El primero se refiere a la interpretación del Concilio Vaticano IIy a la llamada «crisis postconciliar». Fue un periodo de dramática confusión en amplios sectores eclesiales: tendencias a «actualizar» la teología marginando la divinidad de Cristo, interpretación temporalista del mensaje evangélico de salvación con reducción socio-política de la misión de la Iglesia, replanteamiento laicista de la identidad sacerdotal con mundanización de su estilo de vida y tremenda hemorragia de defecciones, experimentalismo litúrgico frecuentemente anárquico y desacralizador, etcétera. Por reacción, otros grupos se aferraban a un tradicionalismo reductivo de la verdadera Tradición cristiana, incluso en oposición a Roma.

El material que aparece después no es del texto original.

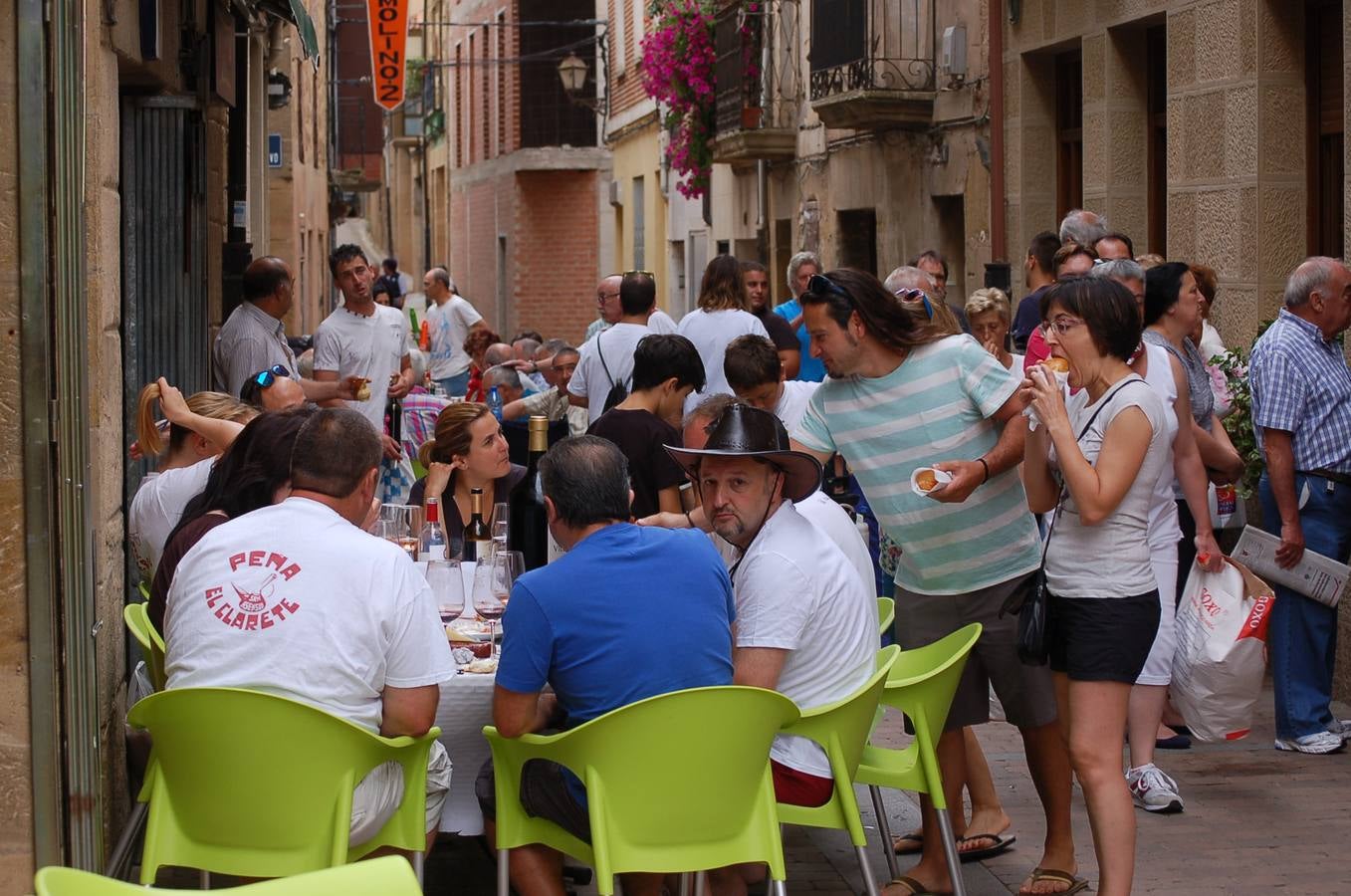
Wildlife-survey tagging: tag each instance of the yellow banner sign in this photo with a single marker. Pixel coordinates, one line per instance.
(388, 41)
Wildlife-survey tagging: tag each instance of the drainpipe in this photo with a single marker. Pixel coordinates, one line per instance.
(761, 165)
(999, 238)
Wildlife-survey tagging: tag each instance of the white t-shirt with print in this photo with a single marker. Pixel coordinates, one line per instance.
(295, 600)
(352, 344)
(797, 592)
(447, 328)
(157, 507)
(711, 332)
(616, 344)
(793, 400)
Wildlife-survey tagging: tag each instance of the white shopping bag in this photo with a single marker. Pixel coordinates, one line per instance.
(1221, 657)
(1227, 510)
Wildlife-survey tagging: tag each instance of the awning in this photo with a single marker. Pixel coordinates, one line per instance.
(295, 12)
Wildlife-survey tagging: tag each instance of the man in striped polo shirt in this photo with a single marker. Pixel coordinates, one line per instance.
(904, 395)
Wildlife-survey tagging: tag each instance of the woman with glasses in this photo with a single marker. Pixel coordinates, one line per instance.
(1172, 310)
(1094, 461)
(723, 314)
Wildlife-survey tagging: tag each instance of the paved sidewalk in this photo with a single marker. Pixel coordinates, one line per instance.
(1256, 822)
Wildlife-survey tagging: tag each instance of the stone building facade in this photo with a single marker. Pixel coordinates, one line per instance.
(515, 168)
(1210, 131)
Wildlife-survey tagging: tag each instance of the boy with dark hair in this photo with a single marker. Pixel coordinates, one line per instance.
(756, 373)
(666, 369)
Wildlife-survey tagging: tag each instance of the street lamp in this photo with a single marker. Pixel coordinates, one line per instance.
(571, 72)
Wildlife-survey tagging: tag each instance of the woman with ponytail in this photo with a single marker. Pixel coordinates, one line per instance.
(200, 428)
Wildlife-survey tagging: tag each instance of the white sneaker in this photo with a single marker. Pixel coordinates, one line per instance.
(1317, 742)
(1154, 790)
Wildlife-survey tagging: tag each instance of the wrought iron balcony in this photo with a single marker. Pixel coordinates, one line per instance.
(871, 63)
(750, 121)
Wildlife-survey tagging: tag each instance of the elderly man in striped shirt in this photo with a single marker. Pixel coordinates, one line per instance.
(904, 395)
(1301, 412)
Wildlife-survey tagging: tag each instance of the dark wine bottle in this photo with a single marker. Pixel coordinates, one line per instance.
(477, 538)
(529, 528)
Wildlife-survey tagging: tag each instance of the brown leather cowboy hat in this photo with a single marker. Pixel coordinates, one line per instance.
(746, 431)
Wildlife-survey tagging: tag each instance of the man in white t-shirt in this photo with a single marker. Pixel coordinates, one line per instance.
(296, 600)
(606, 359)
(805, 626)
(817, 507)
(363, 339)
(450, 320)
(754, 370)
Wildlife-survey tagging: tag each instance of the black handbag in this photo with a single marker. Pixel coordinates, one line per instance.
(1029, 599)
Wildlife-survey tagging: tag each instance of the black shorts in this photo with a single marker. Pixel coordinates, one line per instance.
(1102, 638)
(544, 793)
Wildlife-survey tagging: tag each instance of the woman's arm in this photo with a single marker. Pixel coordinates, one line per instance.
(1097, 488)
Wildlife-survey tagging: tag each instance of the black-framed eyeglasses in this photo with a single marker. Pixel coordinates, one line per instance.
(269, 376)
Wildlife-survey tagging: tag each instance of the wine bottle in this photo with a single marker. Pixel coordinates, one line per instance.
(529, 528)
(431, 544)
(477, 537)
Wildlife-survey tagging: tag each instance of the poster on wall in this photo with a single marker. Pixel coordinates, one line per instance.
(388, 22)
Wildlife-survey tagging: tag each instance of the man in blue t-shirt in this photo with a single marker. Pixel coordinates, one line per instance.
(627, 613)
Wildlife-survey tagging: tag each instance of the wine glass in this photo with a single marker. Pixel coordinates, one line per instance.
(447, 586)
(488, 601)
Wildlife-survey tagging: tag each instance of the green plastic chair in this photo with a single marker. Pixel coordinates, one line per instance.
(922, 685)
(842, 729)
(151, 645)
(253, 784)
(676, 783)
(388, 876)
(885, 615)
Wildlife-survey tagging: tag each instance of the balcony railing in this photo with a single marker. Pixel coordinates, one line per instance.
(748, 123)
(871, 61)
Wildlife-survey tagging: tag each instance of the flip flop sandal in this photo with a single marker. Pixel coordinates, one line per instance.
(908, 843)
(1002, 843)
(1075, 884)
(915, 887)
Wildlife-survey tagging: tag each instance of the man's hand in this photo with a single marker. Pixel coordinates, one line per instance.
(398, 385)
(1291, 544)
(1208, 553)
(665, 521)
(966, 476)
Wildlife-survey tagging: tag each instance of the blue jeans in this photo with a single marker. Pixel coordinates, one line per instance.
(455, 385)
(1304, 632)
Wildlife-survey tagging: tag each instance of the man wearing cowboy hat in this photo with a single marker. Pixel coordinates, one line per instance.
(805, 624)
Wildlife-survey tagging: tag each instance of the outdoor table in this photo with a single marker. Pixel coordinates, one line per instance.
(466, 706)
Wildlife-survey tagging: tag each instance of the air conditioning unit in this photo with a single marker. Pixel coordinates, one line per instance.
(953, 56)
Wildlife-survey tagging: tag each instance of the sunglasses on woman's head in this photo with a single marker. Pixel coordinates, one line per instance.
(271, 374)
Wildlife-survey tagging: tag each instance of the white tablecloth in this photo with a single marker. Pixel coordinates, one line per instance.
(466, 706)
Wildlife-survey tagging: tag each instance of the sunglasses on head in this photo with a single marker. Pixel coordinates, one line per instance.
(271, 374)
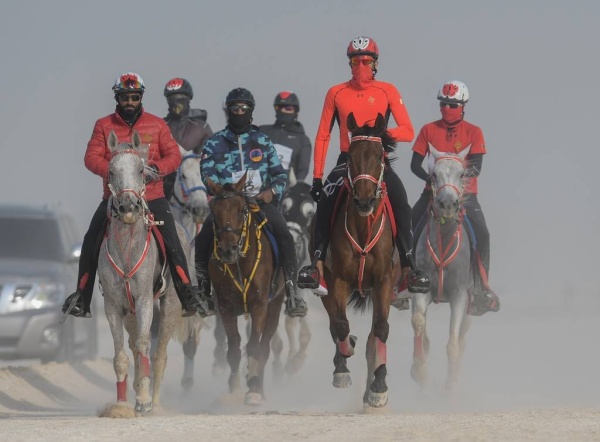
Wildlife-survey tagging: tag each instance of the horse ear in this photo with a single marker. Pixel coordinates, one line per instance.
(463, 153)
(112, 141)
(351, 122)
(213, 187)
(239, 186)
(379, 124)
(136, 140)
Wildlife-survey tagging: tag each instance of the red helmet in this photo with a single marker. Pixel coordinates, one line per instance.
(363, 46)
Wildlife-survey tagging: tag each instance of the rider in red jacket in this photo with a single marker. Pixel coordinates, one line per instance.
(365, 97)
(453, 134)
(163, 158)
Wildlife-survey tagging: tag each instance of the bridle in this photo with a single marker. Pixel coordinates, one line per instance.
(184, 189)
(379, 181)
(138, 194)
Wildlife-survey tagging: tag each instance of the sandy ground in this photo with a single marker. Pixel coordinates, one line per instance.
(528, 374)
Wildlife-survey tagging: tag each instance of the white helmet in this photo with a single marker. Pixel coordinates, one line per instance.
(454, 92)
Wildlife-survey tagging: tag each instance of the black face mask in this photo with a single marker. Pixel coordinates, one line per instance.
(239, 123)
(130, 113)
(284, 119)
(178, 106)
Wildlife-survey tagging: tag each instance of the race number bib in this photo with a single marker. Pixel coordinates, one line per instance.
(285, 155)
(253, 181)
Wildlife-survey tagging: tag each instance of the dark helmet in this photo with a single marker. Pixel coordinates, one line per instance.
(239, 94)
(287, 98)
(178, 86)
(363, 46)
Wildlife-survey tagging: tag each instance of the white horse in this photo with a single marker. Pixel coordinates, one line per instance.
(189, 205)
(128, 266)
(443, 252)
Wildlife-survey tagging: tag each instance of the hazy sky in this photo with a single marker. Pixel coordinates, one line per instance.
(531, 68)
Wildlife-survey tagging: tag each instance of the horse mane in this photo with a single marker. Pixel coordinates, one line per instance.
(388, 142)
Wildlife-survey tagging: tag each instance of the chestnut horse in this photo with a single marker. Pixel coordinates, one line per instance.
(359, 268)
(245, 281)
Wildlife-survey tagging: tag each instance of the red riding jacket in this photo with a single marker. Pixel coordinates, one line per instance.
(163, 151)
(365, 103)
(454, 140)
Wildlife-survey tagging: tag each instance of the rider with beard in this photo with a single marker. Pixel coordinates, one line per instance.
(230, 153)
(163, 158)
(287, 134)
(453, 134)
(188, 126)
(365, 97)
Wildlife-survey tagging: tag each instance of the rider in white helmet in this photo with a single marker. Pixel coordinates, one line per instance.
(453, 134)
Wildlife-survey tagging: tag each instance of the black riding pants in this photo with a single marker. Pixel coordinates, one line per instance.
(276, 223)
(475, 215)
(397, 196)
(90, 250)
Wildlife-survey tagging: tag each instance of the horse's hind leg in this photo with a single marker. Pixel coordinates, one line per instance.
(190, 347)
(455, 346)
(169, 314)
(277, 347)
(418, 370)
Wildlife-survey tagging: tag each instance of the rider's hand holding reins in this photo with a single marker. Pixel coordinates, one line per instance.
(317, 189)
(265, 196)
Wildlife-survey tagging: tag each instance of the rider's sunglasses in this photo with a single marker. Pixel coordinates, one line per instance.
(450, 105)
(287, 107)
(365, 61)
(237, 108)
(124, 98)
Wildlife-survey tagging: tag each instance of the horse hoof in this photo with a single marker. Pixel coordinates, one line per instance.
(143, 408)
(377, 400)
(253, 399)
(187, 383)
(342, 380)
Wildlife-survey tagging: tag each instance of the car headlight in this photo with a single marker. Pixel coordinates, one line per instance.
(41, 295)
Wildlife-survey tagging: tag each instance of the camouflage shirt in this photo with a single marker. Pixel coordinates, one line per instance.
(227, 156)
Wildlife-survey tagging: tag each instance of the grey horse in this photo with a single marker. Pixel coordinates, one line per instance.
(128, 266)
(443, 252)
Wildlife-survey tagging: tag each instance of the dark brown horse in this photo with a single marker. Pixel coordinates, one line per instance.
(359, 269)
(245, 281)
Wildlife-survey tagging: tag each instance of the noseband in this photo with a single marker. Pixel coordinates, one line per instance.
(139, 195)
(353, 181)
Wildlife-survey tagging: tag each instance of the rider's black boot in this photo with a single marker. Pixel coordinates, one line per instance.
(76, 304)
(207, 306)
(295, 305)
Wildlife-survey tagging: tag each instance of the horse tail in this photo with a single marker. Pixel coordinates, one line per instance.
(187, 326)
(359, 302)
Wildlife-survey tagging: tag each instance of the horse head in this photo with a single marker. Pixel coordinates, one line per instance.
(366, 162)
(189, 190)
(447, 174)
(229, 210)
(126, 172)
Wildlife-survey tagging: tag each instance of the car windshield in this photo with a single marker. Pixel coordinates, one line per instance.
(30, 238)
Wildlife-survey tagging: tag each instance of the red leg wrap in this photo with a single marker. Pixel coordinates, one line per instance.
(345, 348)
(122, 390)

A esas dos posiciones contrapuestas se opuso y se opone decididamente Joseph Ratzinger, primero como Cardenal en 1985 con el famoso «Informe sobre la Fe» justamente calificado de «histórica denuncia profética», y ahora como Papa celoso tutor de la unidad de la fe y de la comunión. «Nadie puede negar —nos dijo a la Curia romana en las Navidades de 2005—, que en vastas partes de la Iglesia, la recepción del Concilio se ha realizado de un modo más bien difícil». Y citando unas palabras de san Basilio sobre el post-Concilio de Nicea, precisó: «Por una parte existe una interpretación que se podría llamar hermenéutica de la discontinuidad y de la ruptura (...) Por otra está la hermenéutica de la reforma, de la renovación dentro de la continuidad».

No tanto de san Basilio, el monje-obispo de Capadocia, sino más bien de san Agustín —que con su Ciudad de Diosdesvinculó el destino del Cristianismo del destino político-cultural del decadente imperio romano— procedió la claridad con que Joseph Ratzinger afrontó otro gran desafío.

Fue el 18 de abril del 2005. En la homilía de la misa que precedió el Cónclave, refiriéndose al degrado cultural y moral en amplios sectores sociales, nos dijo a los cardenales: «¡Cuántos vientos de doctrina hemos conocido en estos últimos decenios!, ¡cuántas corrientes ideológicas! (...) A quienes tienen una fe clara, según el Credo de la Iglesia, a menudo se les aplica la etiqueta de fundamentalismo. Mientras que el relativismo, es decir, el dejarse llevar a la deriva por cualquier viento de doctrina parece ser la única actitud adecuada en los tiempos actuales. Se va constituyendo una dictadura del relativismoque no reconoce nada como definitivo y que deja como última medida solo el propio yo y sus antojos».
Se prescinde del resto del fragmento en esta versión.